Wednesday, 14 October 2009: 2:45 PM
Ballroom B (Red Lion Inn Kalispell)
Rodman Linn, LANL, Los Alamos, NM; and J. M. Canfield and P. Cunningham

It has long been accepted that atmospheric processes play important roles in wildfire behavior. A widely observed example is the effect that wind speed has on fire spread rate in the same direction. In fact, simplified wildfire behavior models often represent fire spread rates in a given direction as functions of the magnitude of the wind component in that direction. These models seldom account for nonlocal fire shape or the turbulent mixing of the wind fields around fires due to the complexity that these issues add.
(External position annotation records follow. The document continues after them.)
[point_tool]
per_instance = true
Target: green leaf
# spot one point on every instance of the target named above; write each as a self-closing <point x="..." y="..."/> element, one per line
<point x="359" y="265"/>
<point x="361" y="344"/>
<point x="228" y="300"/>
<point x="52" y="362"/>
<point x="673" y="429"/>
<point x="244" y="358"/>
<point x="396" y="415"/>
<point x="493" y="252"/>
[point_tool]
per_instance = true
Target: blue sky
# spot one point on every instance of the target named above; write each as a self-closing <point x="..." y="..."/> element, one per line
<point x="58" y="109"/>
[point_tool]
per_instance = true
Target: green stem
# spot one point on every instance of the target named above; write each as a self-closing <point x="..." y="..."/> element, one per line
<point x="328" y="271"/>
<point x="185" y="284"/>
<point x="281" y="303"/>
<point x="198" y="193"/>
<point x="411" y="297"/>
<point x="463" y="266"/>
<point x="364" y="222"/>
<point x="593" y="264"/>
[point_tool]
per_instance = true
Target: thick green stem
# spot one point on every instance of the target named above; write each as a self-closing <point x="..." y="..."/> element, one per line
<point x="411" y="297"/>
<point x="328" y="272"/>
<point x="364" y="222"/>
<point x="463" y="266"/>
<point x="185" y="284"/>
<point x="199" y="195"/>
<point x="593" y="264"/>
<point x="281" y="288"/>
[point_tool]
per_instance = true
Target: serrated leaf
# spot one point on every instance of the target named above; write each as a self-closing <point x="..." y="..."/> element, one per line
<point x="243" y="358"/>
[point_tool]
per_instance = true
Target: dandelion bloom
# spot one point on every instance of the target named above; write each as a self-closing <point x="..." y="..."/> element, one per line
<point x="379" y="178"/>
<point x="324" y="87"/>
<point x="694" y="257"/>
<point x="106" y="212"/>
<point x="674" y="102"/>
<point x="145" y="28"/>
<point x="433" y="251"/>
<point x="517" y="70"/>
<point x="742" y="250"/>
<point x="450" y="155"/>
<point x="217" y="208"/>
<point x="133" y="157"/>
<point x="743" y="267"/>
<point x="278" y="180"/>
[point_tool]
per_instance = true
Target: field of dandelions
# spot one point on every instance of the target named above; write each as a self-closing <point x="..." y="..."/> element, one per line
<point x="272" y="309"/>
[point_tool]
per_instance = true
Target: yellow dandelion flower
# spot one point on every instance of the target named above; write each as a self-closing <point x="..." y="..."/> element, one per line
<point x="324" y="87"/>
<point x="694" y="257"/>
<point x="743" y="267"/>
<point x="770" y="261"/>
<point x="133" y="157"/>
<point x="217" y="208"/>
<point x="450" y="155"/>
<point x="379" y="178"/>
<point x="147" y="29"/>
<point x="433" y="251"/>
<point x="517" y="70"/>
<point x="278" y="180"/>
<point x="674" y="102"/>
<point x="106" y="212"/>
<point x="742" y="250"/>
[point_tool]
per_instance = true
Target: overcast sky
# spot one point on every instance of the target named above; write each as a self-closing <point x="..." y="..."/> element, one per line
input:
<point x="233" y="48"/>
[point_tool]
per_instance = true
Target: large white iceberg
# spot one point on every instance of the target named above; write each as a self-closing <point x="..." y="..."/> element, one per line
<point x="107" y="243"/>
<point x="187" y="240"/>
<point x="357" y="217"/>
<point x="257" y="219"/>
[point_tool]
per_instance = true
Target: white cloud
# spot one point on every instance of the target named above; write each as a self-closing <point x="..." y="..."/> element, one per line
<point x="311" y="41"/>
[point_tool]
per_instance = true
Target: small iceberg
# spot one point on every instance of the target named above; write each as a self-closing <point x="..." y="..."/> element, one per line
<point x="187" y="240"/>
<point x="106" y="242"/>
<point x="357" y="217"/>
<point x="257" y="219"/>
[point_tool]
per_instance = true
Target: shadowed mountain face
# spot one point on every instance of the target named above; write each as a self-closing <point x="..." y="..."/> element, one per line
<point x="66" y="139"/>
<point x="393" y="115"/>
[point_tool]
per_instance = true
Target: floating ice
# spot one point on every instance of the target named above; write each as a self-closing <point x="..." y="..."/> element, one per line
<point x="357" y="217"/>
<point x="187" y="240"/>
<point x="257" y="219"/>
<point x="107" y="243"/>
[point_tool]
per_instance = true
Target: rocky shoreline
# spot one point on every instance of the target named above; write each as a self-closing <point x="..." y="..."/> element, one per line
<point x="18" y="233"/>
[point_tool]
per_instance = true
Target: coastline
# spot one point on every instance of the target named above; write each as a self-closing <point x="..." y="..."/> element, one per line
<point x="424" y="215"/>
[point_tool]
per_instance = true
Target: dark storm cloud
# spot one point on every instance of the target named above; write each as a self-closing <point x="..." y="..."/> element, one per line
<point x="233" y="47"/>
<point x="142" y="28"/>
Unfortunately, there are important nonlinear interactions between fires and surrounding winds and these interactions result in flow-fields that are three-dimensional in nature or nonhomogeneous in all directions. This three-dimensionality has influences on many aspects of fire behavior and it greatly complicates development theoretical or computational models for fire spread using either one-dimensional or two-dimensional approaches. Empirically-based models often intrinsically account for these influences in situations where applications are similar to experiments, but in other situations these influences can make it very difficult to extrapolate to more complex settings. A physics-based coupled atmosphere/fire behavior model, HIGRAD FIRETEC is used to isolate and study the impacts of three-dimensional aspects of the atmosphere/fire coupling. These three-dimensional atmosphere/fire interactions would be further complicated in reality by nonhomgeneous fuels, winds, and topography, but in this study idealized scenarios are simulated in order to identify the importance of both local and non local three-dimensional effects. Results from this exploration provide insight into essential concepts that must be accounted for when developing simplified models.